Sweet Drunk Guy

February 23rd, 2006

At last night's performance (I'm at the Rubicon Theatre in Ventura through March 5) there was a guy in the front row who was really into the show -- during the first act. But at intermission, his blood alcohol level must have crossed an important threshold, because at the start of the second act he was looking kind of green around the gills, leaning into the unfortunate young woman pinned between him and the wall. At some point, in a quiet moment, he let out this loud hiccup -- the kind of hiccup that in my childhood comic books would be depicted by an all-caps "--HIC!--" in a talk-balloon; quite impressive, really. A bit later he seemed to have drifted into blissful unconsciousness. But then, about halfway through the second act, where I re-enact a fairly intense conversation between myself and my mom, the guy woke up -- and, apparently deciding that he was rejoining a conversation between me and him, he began talking back to my character, in a quite impassioned (though incoherent) manner. Fortunately, this social interaction exhausted him so much that he immediately fell back asleep. But as it turns out, he was merely conserving himself for the climax of my show -- where, during a very pregnant pause, he let out a perfectly timed -- and amazingly resonant -- snore.

Now, you'd think this kind of behavior would bother me. And maybe in other circumstances it would've. But I have to tell you, wherever this guy was, in his pickled subconscious, he was in a happy place. I mean, smiling beatifically! He was getting a great show -- bits of it mine -- and who was I to begrudge him that experience?

Plus, he didn't throw up on the set -- bonus!

Entry Filed under: let's digress


  • 1. kim  |  March 3rd, 2006 at 8:58 am

    I was at the show last night. There was a woman in the front row who had her head tilted up and a smile on her face, but her eyes were closed. Sometimes you just can’t keep your eyes open, you know? ha ha! I could tell she was listening, though.

    I enjoyed the show. I especially liked your rendition of Claude. And I loved the little musical chords where you would stop and make a funny face. I love funny faces! It makes me wish I were Jewish, ha ha! I was a little disappointed at the end, though. I thought there would be more of a revelation about your relationship with your father.
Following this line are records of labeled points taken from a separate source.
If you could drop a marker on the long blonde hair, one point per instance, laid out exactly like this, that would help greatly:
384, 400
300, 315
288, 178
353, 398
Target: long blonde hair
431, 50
The part in the play where you said. “I miss him. I miss him!” was heart wrenching. I felt like “I miss him, too!” I wanted there to be that reconciliation that you wanted.

    The Rubicon is a great place. We’re kind of a provincial town, so it’s fabulous to have this theatre in town. Thanks for coming!

  • 2. Josh Kornbluth  |  March 5th, 2006 at 1:33 am

    Thank you for your kind message, Kim — and for coming out to see me at the Rubicon. The point you make about the ending is a very wise one: I know that I don’t really resolve my relationship with my father in this piece; I’m beginning to think that achieving such a resolution may take a lifetime, at least. Take care.